The story follows Detective Cassie Maddox as she goes undercover investigating a murder of a woman who looks nearly exactly like her, and was using the identity of a person she and her boss made up for a previous undercover operation, Lexie Madison. She lived with 4 of her best friends, all getting their PhDs in literature, in a house that one of them had inherited outside of Dublin. The police squad decides to tell the roommates that Lexie survived the attack and will be going home. Maddox’s job is to get to know the roommates in order to narrow down a suspect.
Life at the Whitethorn House, as it is called, seemed to be picturesque. With no television, the friends spent their evenings reading, playing cards or working on the house itself. The girls prepared breakfast each day while the boys cooked dinner every night. Their rhythms felt old fashioned, and it was in that simplicity that they seemed to come alive that such an existence possible. Daniel, who inherited the house and gave the other 4 ownership in it described it as: “colors were so beautiful they hurt, life became almost unimaginably sweet and almost unimaginably frightening. It’s so fragile, you know…everything was so beautiful and precarious, it took my breath away.”
Literature, like any other art form, is able to capture moments of ultimate beauty–and when I am standing in front of an impressionist painting or listening to any slow song with a pedal steel or rereading one of my favorite books I am carried away into the belief that the moment’s perfection can last.
But it doesn’t.

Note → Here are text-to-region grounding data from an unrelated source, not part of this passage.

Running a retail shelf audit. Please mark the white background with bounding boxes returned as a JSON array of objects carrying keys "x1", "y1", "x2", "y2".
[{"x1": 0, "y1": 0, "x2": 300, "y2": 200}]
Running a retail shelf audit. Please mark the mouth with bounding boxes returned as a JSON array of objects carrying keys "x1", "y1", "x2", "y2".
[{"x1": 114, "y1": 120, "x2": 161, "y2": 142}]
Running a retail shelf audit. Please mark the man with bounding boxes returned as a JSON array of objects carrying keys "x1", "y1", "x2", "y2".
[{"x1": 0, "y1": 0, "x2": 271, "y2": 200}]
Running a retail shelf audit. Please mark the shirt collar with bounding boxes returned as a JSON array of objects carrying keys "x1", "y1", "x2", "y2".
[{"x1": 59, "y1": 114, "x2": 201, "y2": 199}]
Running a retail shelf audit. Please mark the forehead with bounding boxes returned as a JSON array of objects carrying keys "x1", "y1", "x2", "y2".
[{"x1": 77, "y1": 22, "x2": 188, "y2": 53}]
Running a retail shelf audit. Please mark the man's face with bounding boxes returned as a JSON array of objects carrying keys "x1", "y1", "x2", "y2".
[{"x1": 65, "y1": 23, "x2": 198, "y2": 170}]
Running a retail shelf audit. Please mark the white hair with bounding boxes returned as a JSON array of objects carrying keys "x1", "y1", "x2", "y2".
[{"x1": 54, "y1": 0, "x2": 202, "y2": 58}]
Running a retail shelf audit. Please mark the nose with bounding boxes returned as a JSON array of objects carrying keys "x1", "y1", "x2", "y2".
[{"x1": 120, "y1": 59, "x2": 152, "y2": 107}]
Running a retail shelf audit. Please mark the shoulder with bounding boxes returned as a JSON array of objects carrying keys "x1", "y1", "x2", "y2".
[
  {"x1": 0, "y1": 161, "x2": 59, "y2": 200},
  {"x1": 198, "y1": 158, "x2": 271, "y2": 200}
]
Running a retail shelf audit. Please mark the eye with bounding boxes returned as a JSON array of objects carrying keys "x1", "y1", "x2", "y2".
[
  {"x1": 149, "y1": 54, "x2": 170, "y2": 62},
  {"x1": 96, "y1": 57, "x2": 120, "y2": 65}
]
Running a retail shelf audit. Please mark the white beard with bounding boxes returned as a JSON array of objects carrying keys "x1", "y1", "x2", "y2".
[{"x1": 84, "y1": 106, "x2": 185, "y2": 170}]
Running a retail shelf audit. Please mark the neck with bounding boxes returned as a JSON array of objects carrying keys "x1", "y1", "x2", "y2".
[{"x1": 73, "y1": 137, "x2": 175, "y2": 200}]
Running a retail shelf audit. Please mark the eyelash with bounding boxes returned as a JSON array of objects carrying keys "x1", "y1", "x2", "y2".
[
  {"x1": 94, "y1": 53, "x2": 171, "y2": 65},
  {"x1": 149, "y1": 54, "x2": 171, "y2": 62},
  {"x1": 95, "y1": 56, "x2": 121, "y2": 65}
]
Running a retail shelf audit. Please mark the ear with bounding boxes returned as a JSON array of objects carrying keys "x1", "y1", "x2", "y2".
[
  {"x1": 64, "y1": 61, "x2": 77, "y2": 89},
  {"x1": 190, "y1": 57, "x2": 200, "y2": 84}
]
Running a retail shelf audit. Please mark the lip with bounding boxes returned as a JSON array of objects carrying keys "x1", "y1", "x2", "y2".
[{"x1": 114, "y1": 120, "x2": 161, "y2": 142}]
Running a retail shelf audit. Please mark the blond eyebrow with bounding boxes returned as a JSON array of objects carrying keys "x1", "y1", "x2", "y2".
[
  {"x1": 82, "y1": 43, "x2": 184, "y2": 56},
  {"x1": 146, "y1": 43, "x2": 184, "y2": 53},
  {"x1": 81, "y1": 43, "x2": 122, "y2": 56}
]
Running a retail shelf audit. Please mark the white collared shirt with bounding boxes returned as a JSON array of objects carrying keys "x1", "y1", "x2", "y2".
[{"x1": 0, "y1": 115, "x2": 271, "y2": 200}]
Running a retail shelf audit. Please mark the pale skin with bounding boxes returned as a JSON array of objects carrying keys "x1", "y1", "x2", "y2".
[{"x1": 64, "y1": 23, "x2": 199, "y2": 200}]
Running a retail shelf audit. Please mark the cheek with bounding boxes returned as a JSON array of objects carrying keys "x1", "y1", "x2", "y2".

And it can’t. And that hurts me.
The crux of the mystery in this story lies in the fact that the illusion was shattered, and it was this passage that I couldn’t stop thinking about: “The idea was flawed, of course… innately and fatally flawed. It depended on two of the human race’s greatest myths: the possibility of permanence, and the simplicity of human nature. Both of which are all well and good in literature, but the purest fantasy outside the covers of a book. Our story should have stopped that night with the cold cocoa, the night we moved in: and they all lived happily ever after, the end.”
But all good readers know that a story without tension is boring and happily-ever-after stories aren’t as satisfying as one would think because they don’t feel authentic.
I live between the ideal and real, and feel its tension deeply: it is impossible for me to walk without being firmly grounded in what I know is real, and yet my soul would wither if I couldn’t hope in the beautiful. I suppose it is the reciprocal emotions that create the human experience. To solely chase perfection in this world is ultimately a destructive pursuit. Likewise, to live strapped to reality is utterly unromantic and unappealing.
So, with grace, the struggle goes on.